Most of our energy comes from fossil fuels. Coal, oil and natural gas supply about 85 percent of US primary energy consumption. Although the supplies of these fossil fuels are vast, they are not unlimited. And more important, the earth's atmosphere and biosphere may not survive the environmental impact of burning such enormous amounts of these fuels. Carbon stored over millions of years is being released in a matter of decades, disrupting the earth's carbon cycle in unpredictable ways.
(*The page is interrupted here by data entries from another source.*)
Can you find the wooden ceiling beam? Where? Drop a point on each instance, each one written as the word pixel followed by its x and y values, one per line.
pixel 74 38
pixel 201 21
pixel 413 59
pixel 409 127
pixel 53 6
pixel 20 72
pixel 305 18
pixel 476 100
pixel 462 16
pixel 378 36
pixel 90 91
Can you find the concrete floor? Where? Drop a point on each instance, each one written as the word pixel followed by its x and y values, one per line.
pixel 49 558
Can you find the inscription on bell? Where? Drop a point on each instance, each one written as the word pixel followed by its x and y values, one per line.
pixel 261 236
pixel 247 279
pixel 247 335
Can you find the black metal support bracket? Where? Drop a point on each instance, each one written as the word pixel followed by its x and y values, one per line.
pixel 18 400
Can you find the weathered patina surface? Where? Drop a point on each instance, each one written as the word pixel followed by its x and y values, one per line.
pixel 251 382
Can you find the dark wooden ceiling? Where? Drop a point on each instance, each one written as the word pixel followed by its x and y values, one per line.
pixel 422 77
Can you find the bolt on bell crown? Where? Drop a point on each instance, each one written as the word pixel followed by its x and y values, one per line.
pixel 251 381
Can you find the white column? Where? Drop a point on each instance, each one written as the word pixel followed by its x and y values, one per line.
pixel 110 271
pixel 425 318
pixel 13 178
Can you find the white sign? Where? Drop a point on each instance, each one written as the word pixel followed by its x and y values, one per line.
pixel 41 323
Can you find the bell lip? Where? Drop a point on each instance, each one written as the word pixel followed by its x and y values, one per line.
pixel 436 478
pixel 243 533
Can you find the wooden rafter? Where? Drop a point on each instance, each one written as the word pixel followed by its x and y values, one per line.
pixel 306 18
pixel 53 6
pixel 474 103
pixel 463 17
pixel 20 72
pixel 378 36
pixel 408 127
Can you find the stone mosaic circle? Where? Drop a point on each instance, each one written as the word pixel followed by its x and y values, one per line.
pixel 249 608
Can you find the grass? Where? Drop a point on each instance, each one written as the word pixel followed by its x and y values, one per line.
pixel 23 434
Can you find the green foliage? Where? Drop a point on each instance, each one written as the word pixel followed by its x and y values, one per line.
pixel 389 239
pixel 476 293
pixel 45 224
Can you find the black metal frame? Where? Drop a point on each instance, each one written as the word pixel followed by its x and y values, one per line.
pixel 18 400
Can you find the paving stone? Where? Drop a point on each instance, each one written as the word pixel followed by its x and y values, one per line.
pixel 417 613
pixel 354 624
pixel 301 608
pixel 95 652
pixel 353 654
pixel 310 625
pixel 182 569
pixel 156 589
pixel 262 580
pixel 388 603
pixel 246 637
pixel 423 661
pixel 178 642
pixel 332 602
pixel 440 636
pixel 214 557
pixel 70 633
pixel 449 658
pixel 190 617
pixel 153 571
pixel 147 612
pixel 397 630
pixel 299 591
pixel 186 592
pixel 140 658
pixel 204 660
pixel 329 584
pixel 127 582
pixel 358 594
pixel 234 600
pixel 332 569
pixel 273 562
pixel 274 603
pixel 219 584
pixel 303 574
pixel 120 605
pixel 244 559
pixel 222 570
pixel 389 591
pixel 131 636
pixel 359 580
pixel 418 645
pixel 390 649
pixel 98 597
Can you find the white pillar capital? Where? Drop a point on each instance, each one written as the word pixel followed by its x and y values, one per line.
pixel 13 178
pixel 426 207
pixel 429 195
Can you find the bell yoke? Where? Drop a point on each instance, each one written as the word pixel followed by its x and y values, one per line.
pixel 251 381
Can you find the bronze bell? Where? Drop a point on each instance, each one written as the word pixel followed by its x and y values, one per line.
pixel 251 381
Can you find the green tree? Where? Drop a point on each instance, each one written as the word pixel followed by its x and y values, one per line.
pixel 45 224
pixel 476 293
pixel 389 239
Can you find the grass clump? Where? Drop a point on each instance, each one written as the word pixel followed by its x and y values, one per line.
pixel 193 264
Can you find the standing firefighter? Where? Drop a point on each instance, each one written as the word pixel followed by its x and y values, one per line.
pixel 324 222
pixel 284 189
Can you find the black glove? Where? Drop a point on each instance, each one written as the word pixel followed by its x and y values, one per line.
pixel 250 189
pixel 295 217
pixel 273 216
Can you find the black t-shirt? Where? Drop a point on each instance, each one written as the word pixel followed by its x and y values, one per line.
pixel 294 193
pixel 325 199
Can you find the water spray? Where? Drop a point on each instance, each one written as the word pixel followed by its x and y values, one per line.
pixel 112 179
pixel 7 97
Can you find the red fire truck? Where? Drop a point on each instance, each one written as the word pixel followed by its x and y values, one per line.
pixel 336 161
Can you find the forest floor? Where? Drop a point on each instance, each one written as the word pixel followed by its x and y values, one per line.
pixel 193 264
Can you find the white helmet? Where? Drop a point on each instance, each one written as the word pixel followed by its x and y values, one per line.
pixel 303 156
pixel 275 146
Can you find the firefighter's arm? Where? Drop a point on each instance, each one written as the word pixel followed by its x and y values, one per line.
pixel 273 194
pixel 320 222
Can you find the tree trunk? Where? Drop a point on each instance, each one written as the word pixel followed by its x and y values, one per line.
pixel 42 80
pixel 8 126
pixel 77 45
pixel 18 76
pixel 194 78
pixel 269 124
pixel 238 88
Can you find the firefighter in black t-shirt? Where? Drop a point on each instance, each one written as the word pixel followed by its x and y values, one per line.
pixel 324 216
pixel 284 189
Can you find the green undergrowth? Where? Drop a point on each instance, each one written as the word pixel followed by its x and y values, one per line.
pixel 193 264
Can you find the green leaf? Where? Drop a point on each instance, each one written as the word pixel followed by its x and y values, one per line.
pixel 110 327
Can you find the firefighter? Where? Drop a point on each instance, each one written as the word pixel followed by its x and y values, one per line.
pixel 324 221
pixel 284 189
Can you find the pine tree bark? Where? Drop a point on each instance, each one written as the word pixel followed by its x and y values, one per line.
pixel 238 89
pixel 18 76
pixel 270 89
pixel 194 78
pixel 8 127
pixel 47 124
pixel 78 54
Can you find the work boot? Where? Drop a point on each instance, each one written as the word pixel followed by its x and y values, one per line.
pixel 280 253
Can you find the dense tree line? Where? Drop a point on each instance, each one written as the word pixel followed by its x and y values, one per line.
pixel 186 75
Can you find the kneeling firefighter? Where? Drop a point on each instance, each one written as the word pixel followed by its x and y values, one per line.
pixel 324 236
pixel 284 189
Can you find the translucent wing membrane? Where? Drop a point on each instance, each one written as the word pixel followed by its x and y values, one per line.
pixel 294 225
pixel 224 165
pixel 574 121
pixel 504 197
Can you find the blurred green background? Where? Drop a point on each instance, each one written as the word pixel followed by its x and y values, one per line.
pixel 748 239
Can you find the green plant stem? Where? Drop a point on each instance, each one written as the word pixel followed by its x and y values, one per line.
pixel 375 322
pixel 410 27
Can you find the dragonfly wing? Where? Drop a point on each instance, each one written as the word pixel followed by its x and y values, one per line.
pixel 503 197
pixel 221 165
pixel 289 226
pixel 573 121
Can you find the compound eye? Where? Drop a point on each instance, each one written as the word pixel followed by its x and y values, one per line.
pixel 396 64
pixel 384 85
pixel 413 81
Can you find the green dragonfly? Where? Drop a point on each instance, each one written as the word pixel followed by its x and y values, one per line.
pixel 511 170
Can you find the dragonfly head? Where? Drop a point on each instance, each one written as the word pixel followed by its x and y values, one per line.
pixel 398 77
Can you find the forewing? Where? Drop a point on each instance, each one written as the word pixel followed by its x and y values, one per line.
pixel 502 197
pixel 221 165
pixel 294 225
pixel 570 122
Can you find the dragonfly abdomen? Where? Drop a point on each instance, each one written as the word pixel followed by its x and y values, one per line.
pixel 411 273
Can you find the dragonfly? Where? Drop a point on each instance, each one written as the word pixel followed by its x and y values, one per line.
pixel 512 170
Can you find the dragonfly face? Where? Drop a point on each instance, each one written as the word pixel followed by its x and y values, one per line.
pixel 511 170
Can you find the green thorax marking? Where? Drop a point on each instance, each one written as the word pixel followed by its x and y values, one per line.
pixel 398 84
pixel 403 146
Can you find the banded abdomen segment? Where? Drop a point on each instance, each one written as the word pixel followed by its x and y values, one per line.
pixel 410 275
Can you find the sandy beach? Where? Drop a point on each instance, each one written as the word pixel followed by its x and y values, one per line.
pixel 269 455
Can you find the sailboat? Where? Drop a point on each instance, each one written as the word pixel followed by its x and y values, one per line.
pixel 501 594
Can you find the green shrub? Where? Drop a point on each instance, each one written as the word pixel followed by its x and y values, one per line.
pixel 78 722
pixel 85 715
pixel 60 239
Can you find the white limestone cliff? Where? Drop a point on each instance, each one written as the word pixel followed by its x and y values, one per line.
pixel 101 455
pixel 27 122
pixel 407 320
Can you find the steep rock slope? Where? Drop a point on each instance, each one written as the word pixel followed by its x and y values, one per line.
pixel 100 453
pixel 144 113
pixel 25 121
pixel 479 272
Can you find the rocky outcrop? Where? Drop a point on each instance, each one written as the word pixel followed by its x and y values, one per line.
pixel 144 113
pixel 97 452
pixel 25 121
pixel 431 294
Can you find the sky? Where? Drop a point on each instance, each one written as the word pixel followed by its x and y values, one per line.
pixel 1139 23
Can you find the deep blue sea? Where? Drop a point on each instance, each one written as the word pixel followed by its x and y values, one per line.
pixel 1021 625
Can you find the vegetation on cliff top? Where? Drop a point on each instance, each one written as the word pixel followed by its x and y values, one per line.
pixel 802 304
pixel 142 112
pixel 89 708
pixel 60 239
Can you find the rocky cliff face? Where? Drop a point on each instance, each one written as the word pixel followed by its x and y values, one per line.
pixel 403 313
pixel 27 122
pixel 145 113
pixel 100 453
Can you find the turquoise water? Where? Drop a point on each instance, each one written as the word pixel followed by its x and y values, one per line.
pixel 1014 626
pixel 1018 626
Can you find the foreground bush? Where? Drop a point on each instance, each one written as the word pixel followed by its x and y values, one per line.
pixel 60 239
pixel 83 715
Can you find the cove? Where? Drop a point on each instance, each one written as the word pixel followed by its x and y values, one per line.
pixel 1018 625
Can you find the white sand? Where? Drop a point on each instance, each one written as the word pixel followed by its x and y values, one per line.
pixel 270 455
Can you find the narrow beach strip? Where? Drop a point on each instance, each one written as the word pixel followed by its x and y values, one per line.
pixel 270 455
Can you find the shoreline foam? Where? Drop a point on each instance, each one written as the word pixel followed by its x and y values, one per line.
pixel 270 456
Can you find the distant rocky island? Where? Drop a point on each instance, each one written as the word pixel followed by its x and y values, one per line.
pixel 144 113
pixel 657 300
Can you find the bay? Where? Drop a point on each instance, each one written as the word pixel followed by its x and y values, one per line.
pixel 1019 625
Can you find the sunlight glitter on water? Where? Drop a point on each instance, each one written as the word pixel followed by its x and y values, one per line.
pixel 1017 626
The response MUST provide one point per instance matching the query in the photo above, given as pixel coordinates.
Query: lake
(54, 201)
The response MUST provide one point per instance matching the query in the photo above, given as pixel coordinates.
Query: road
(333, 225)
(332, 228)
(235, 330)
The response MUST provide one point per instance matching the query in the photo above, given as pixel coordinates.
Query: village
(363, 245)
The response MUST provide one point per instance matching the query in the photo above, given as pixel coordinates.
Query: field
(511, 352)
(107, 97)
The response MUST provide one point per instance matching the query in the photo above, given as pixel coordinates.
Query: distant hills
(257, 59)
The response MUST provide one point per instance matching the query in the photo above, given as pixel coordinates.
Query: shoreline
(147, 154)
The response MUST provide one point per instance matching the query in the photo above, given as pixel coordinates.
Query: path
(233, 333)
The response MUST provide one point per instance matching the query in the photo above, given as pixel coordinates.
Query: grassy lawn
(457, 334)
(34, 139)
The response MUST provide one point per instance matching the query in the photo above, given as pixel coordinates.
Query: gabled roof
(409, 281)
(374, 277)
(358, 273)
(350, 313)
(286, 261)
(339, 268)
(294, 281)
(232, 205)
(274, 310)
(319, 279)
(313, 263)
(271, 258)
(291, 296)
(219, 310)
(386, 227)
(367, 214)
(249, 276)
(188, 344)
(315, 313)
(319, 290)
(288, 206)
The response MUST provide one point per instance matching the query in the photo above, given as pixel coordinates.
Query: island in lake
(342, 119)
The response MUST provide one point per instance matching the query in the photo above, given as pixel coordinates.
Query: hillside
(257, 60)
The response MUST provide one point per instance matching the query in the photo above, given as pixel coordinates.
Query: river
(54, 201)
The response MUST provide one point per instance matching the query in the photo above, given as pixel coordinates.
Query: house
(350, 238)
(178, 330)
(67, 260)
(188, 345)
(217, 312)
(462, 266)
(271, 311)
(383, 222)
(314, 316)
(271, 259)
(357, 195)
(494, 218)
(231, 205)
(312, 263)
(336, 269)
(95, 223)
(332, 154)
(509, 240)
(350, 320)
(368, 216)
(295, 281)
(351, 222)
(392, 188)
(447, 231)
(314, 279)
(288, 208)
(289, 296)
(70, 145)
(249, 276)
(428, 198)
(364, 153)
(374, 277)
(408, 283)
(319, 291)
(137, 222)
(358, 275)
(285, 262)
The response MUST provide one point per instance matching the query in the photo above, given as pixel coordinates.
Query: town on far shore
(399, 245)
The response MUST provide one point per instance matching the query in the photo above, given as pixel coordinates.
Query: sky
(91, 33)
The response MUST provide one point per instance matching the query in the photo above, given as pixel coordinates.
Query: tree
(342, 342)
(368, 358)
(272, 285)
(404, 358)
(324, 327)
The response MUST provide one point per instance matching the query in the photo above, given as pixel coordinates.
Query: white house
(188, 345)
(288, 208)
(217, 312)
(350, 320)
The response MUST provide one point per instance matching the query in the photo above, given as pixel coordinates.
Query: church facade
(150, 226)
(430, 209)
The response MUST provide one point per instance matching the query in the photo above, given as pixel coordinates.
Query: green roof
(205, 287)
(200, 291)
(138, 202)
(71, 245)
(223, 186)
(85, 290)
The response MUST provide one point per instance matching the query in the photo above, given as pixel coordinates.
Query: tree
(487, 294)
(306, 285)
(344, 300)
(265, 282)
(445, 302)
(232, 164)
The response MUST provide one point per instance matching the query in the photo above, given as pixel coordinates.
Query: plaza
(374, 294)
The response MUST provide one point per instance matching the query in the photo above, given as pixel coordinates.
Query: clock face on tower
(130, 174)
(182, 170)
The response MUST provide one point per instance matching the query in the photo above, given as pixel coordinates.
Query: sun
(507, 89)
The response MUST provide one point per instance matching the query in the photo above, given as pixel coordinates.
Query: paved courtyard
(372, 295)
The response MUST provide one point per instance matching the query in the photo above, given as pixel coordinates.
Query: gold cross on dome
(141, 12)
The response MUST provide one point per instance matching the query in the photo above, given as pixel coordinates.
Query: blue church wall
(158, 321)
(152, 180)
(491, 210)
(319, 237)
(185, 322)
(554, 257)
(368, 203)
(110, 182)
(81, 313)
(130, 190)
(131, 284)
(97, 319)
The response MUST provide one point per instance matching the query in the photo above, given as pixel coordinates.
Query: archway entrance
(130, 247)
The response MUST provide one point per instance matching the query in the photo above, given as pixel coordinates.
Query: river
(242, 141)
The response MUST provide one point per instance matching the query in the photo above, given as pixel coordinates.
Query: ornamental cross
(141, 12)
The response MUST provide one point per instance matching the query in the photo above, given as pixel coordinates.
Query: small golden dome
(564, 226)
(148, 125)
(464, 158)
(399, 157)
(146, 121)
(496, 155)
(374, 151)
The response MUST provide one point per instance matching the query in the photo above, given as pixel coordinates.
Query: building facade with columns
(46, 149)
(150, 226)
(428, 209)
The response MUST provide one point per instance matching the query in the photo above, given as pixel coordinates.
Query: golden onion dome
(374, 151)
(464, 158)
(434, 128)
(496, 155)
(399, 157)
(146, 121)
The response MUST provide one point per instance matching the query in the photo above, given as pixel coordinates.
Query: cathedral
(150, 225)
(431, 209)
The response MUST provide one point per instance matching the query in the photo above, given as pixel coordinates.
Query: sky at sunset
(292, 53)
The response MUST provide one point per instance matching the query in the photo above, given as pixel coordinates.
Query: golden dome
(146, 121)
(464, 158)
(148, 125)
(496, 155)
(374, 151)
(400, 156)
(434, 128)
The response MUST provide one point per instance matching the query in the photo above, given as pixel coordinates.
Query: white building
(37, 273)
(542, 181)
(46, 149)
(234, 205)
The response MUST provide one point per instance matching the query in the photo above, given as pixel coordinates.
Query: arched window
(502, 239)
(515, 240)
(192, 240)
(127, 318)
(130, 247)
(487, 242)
But fossil fuels are not the only source of energy, and burning fuel is not the only way to produce heat and motion. Renewable energy offers us a better way. Some energy sources are "renewable" because they are naturally replenished, because they can be managed so that they last forever, or because their supply is so enormous that they can never be meaningfully depleted by humans. Moreover, renewable energy sources have much smaller environmental impacts than fossil and nuclear fuels.

Our fossil fuels - coal, gas, oil - are quickly disappearing. This energy capital takes millions of years to replace. We must use less energy and find other energy sources.

Conservation of energy' can have two different meanings. One meaning is the saving of energy. We should not waste it. If we use our fuel sources carefully, they will last longer. Another meaning is that energy is neither created nor destroyed. This is the scientific meaning of conservation. It is the First Law of Thermodynamics.

As fossils disappear, we must find other sources of energy. Nuclear energy brings many dangers. We need to find other - and safer - sources of energy, e.g. the sun, the wind and the sea. These are called alternative energy sources.